Chromosome inheritance from mammalian oocytes to embryos

Final Report Summary - CHROMHERITANCE (Chromosome inheritance from mammalian oocytes to embryos)

One of the most dramatic transitions in biology is the conversion of an egg through fertilisation by sperm to an embryo. In order to generate a healthy embryo, it is critical that the correct set of chromosomes is inherited from the egg. Our work has provided key insights into how this process is controlled in the mouse. We found that the cohesive ties that hold replicated chromosomes together are established in oocytes, the egg precursor cells, during fetal development and are thereafter maintained for months without renewal in the adult mouse. The ties are mediated by the meiotic cohesin complex that is essential for chromosome segregation and production of euploid eggs. However, cohesin abundance on chromosomes decreases with age. The gradual loss of cohesin without functional replacement can potentially explain why egg aneuploidy and trisomic pregnancies like Down's syndrome increase with maternal age.

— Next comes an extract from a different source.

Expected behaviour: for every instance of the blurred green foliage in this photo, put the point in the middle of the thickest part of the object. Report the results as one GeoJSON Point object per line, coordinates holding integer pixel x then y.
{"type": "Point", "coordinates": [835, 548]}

Fertilisation results in the erasure and resetting of epigenetic chromatin marks of the genomes contributed by egg and sperm. Epigenetic reprogramming is considered to be important to generate a totipotent embryo that has the developmental potential to generate all cell types and a whole organism. We developed a single-cell method that revealed a unique reorganisation of 3D chromatin structure during the egg-to-embryo transition and discovered unexpected differences in chromatin structure between maternal and paternal genomes of the single-cell embryo. The paternal genome is reprogrammed by a poorly understood mechanism of active loss of DNA cytosine methylation. Our work provided genetic evidence that this mechanism involves the breaking and repairing of DNA. Importantly, the single-cell embryo monitors this process through a surveillance mechanism that prevents entry into mitosis until reprogrammed DNA lesions are repaired. Our work implies that this mechanism ensures that DNA break-reprogramming is completed within one cell cycle.